9
外から聞こえた爆音。
それを聞いた事で、シンとネネは何かに取り憑かれたように動けなくなっていた身体が少しばかり開放される。
僅かながら正気を取り戻した。
化け物が、三階から天井をぶち抜いて一階に降りて来てから、一分程経過したが階段側に姿を見せる気配はない。
恐らく、一階に避難した生徒や先生達を追い掛けている所なのだろう。
助けに行きたいのも山々なのだが、二人が助けに行った所で何も出来ない。二人にはただただ、追い掛けられている者達が無事逃げ切れる事を祈る事しか出来ない。
そして、シンとネネとしても、化け物が彷徨いている可能性のある一階へこのまま下りるのは、ある種自殺行為と言って差し支えない行為である。
「猫崎……」
「ああ……今の音って……」
「その化け物がこちらへ来る気配はないし、暫く上に上がる事はないと思う……二階から様子を見てみましょう」
「……そうだな」
二人は先程の、外から聞こえた爆音が気になる様子だ。
念の為、足音を立てないよう慎重に階段を上る。
二階に到着し二人は驚愕した。
廊下の真ん中部分が無くなっている。
抉り取られたかのように、化け物が天井をぶち抜いた形跡が残っている。
「何だよこれ……」
「何なのよ……一体……」
化け物の強大な力を目の当たりにして、またしても身体中から力が抜ける。
冷や汗が止まらない。
しかし現状、その化け物は離れた所にいる。その安心感が故に、シンとネネはそれぞれ自分の頬を叩き気合いを入れ直す事で、恐怖から脱却する事が出来た。
シンは、万が一にも外に居るかもしれない化け物と目が合う事がないよう、慎重に、ゆっくりと窓から目を覗かせる。
そして、外の世界を見て再びシンは絶句した。
「猫崎……どう? 化け物、いる? ねぇ、猫崎ってば…………もうっ……」
ネネが語り掛けても、シンからの返答がない為、彼女も続いて確認を行う事にした。
恐る恐る、ネネも顔を覗かせる。
「え……何よ……これ……?」
ネネは外の景色を見て、顔を青くしながら声を落とす。
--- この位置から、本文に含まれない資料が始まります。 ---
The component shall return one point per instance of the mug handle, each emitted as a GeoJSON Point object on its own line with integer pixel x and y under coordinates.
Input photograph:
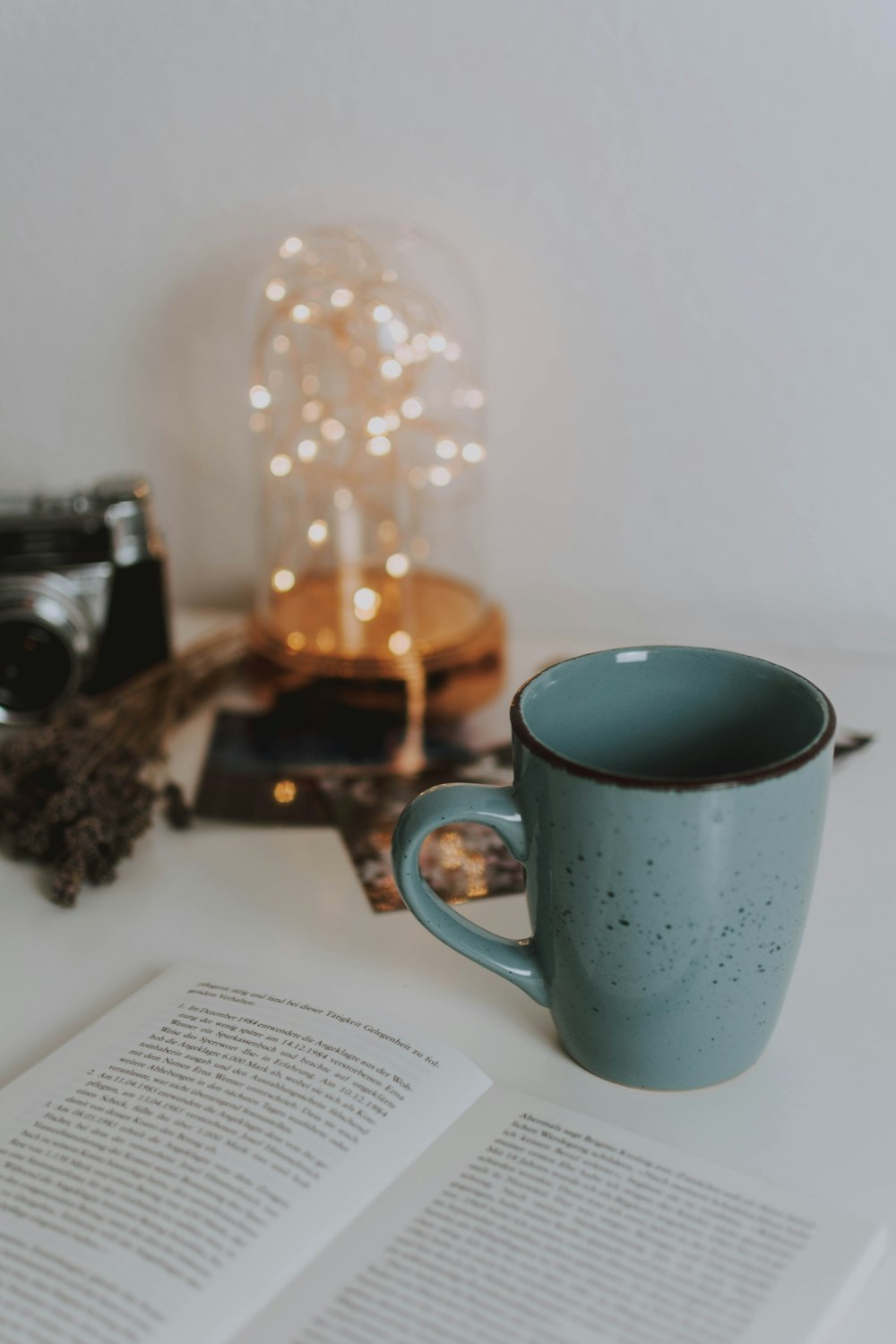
{"type": "Point", "coordinates": [490, 806]}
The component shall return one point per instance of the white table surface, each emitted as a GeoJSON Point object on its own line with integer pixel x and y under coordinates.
{"type": "Point", "coordinates": [817, 1113]}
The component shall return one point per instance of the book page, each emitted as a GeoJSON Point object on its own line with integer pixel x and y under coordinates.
{"type": "Point", "coordinates": [164, 1174]}
{"type": "Point", "coordinates": [532, 1223]}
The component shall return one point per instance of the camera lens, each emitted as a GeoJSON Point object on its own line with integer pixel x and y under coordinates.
{"type": "Point", "coordinates": [37, 667]}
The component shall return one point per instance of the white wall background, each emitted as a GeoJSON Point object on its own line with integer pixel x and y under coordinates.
{"type": "Point", "coordinates": [681, 218]}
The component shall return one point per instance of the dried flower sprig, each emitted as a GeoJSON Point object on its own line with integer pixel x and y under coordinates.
{"type": "Point", "coordinates": [78, 792]}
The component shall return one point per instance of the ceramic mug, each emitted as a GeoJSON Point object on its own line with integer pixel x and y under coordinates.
{"type": "Point", "coordinates": [668, 806]}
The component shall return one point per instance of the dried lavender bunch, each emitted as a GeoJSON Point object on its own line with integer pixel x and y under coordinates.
{"type": "Point", "coordinates": [78, 792]}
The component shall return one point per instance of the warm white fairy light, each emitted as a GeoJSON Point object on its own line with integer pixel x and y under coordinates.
{"type": "Point", "coordinates": [349, 355]}
{"type": "Point", "coordinates": [282, 581]}
{"type": "Point", "coordinates": [367, 604]}
{"type": "Point", "coordinates": [333, 430]}
{"type": "Point", "coordinates": [400, 642]}
{"type": "Point", "coordinates": [398, 564]}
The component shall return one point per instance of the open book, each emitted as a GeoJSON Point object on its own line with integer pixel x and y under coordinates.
{"type": "Point", "coordinates": [222, 1161]}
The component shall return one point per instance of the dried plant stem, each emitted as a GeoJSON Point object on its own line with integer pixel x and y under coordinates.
{"type": "Point", "coordinates": [77, 793]}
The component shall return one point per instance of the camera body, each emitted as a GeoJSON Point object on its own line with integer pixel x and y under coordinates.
{"type": "Point", "coordinates": [82, 596]}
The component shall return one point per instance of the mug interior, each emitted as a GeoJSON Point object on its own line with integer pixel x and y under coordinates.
{"type": "Point", "coordinates": [672, 712]}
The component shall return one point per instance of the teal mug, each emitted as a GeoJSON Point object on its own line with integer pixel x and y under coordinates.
{"type": "Point", "coordinates": [668, 806]}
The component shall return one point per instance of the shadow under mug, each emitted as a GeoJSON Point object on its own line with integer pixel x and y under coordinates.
{"type": "Point", "coordinates": [668, 806]}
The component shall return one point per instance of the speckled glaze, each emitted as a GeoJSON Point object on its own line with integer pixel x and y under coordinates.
{"type": "Point", "coordinates": [668, 806]}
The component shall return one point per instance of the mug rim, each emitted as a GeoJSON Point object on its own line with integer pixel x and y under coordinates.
{"type": "Point", "coordinates": [524, 734]}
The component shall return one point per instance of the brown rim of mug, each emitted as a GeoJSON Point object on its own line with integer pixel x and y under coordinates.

それに対してようやくシンが反応を見せた。
「地獄絵図……だろ……?」
シンがそう述べる理由――
学校敷地内のあちらこちらで化け物が暴れ回った形跡があり。至る所に、無惨な姿に変わり果てた生徒達が血溜まりの中で伏していた。
その遺体の殆どが原型を留めておらず、血溜まりに浮かぶ制服の生地を見て、遺体がようやく元々人であったという判別が可能となっている状態である。
当然……その様な遺体の山を見て、ただの高校生であったシンとネネが平気な筈がなく……。
「おえぇっ」
ネネは廊下の端まで駆け、嘔吐した。
シンがこれ迄無言だったのは、それを我慢していたのだ。出そうになる胃液を、必死に飲み込んでいたのだった。
「大丈夫か? 子安さん」
「言ってよね! グロいのがあるんだったら!」
「喋ってたら俺が吐いてたよ。それはそれでグロくない?」
「……でも、そっちの方が良かった……」
ネネの目から涙が零れ落ちる。
「血溜まりの中の人達……さっき迄普通に生活していたのに……普通に学校に来て、普通に授業受けてただけなのに……何で……何でこんな事になったのよ……こんなの……辛過ぎるよ……」
あの気の強そうでポーカーフェイスなネネが、必死に声を押し殺し、号泣している。
その震える小さな背中を目の前にして……シンは何も、言葉が出なかった。
彼もまた、その小さく震える背中を見て、最悪なケースを連想してしまい、肩を震わせている。
彼が願うのは、親友や両親、クラスメイト達の無事。
そして何より――
最愛の恋人――マナカの無事を、何より祈っていた。